I know, this will be somewhat controversial, this view of mine about Homer, I mean but, oh well, let the controversy explode and let’s see where the bits and pieces fall!

Not Homer Simpson but Homer the blind bard, I mean. That Homer who sang some 300,000 words which he accompanied with a lyre, about a war and a hero’s tortuous and torturous, adventure-packed journey home. That was Odysseus.

That war was called the Trojan War even though it had taken place in Ilium and even though it hadn’t taken place at all. Such are the perplexities of mythology, especially the Greek kind. Rest easy, though, after those 48 songs (or rhapsodies as the Greeks called them) there were no more myths, no more heroes and all wars were real, brutal and deadly, as brutal and deadly as Homer the blind bard described them. There were also no more heroes, other than those on the footy fields of Australia and the canines who drag their masters out of sink holes.

Nor was there a Homer, supposedly born around the Western shores of modern-day Turkey around the 8th century BCE. No Homer, no war, no heroes, just scrumptious stories of bronze spears driven through the eyes of men, swords thrust mightily through throats of loud war-cry, of spines being torn away from men’s backs, bronze helmeted heads lopped off bodies, of bodies tied to the back of chariots and dragged around the walls of Troy at the peak speed of stallions, and so on, and so on and so on. A pleasant sojourn around a battlefield heaped with blood and gore!

Oh, look, there’s Athena whizzing Paris away from Agamemnon‘s blood-soaked sword! She flies him to his bedroom where he can polish his spears. His new wife, well, by now a ten-year long marriage, Helen screams at his cowardice which only makes him horny.

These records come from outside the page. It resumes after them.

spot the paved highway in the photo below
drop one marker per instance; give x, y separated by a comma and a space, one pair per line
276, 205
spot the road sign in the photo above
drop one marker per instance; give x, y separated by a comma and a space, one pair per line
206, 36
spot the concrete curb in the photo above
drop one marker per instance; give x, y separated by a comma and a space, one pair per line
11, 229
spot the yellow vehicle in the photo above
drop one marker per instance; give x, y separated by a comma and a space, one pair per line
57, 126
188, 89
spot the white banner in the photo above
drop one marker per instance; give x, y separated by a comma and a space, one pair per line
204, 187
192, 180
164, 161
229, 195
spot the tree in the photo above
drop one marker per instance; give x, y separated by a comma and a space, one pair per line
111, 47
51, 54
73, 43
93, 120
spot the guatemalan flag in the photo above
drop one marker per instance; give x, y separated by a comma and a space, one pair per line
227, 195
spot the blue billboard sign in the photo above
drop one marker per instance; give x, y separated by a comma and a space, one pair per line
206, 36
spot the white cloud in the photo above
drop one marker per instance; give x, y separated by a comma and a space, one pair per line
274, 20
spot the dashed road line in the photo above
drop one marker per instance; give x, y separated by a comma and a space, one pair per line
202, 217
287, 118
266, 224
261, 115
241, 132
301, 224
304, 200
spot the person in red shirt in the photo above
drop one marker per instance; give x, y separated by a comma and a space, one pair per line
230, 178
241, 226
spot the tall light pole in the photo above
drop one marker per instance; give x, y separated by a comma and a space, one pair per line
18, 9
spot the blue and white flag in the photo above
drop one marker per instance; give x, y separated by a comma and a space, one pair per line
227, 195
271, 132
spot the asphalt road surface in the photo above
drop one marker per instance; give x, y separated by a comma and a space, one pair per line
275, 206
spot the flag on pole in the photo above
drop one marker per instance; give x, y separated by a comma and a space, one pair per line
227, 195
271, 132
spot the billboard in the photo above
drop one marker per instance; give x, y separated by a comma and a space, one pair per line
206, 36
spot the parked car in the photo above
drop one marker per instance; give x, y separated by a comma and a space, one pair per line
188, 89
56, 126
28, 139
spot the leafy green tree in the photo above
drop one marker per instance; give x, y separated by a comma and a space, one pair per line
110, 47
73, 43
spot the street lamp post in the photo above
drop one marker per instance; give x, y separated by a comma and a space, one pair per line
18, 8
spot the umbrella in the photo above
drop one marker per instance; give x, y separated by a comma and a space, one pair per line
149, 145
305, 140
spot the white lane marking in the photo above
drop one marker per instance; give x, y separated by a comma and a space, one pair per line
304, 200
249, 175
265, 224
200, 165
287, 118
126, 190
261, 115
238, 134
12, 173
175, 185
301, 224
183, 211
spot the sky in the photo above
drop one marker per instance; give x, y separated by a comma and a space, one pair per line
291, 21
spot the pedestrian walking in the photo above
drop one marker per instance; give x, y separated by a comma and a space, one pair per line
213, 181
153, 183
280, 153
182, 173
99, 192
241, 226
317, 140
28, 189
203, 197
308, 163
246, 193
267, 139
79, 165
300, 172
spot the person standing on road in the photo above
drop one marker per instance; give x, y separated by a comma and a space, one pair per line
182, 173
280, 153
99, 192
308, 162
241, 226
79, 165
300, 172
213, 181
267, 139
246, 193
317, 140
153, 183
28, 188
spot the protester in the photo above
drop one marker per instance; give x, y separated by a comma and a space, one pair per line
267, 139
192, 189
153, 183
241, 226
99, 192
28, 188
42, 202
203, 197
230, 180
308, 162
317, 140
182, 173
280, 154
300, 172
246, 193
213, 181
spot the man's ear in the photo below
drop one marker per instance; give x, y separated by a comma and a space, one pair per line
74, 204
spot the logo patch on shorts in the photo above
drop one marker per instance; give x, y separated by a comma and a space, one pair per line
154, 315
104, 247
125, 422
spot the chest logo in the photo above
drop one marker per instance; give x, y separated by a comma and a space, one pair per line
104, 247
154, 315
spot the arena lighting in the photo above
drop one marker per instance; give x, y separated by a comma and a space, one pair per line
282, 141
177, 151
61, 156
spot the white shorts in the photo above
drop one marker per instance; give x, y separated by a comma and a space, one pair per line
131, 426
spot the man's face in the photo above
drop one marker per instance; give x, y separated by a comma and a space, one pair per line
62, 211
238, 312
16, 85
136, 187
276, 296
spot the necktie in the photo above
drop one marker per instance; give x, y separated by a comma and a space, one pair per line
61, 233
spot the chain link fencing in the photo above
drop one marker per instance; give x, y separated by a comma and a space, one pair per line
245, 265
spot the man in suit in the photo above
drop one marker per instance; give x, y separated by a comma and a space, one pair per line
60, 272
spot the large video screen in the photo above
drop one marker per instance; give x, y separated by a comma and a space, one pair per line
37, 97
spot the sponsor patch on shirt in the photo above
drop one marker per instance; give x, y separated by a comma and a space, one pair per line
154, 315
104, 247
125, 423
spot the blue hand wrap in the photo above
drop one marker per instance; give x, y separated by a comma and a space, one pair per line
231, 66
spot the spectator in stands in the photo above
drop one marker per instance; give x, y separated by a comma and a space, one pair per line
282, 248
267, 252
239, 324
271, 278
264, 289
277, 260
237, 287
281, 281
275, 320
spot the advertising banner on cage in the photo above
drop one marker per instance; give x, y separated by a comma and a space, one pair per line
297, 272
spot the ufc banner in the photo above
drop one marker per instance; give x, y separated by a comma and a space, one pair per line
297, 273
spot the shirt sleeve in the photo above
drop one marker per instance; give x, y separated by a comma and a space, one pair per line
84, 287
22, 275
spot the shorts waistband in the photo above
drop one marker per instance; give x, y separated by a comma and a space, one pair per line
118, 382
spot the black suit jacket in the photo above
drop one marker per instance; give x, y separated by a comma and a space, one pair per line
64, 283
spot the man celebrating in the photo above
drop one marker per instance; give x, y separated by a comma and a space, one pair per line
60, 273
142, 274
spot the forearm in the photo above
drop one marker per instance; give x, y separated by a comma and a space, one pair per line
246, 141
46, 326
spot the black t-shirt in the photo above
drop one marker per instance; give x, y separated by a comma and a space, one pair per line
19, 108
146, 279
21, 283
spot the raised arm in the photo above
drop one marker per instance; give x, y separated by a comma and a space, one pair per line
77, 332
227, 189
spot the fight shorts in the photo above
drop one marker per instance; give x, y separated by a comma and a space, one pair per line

And oh, look! There’s Ajax falling on his sword, ashamed by grey-eyed Athena who loved Odysseus!

And, who will it be, who will dare fight the Trojan warrior, Hektor? Will it be Diomedes, Achilles or Ajax?

And so on, and so on, and so on!

But the Iliad is not about any of this. Nor is the Odyssey about a punishing adventure.

And yes, it’s true, Homer did not exist!

And how do I know that? That Homer did not exist, I mean?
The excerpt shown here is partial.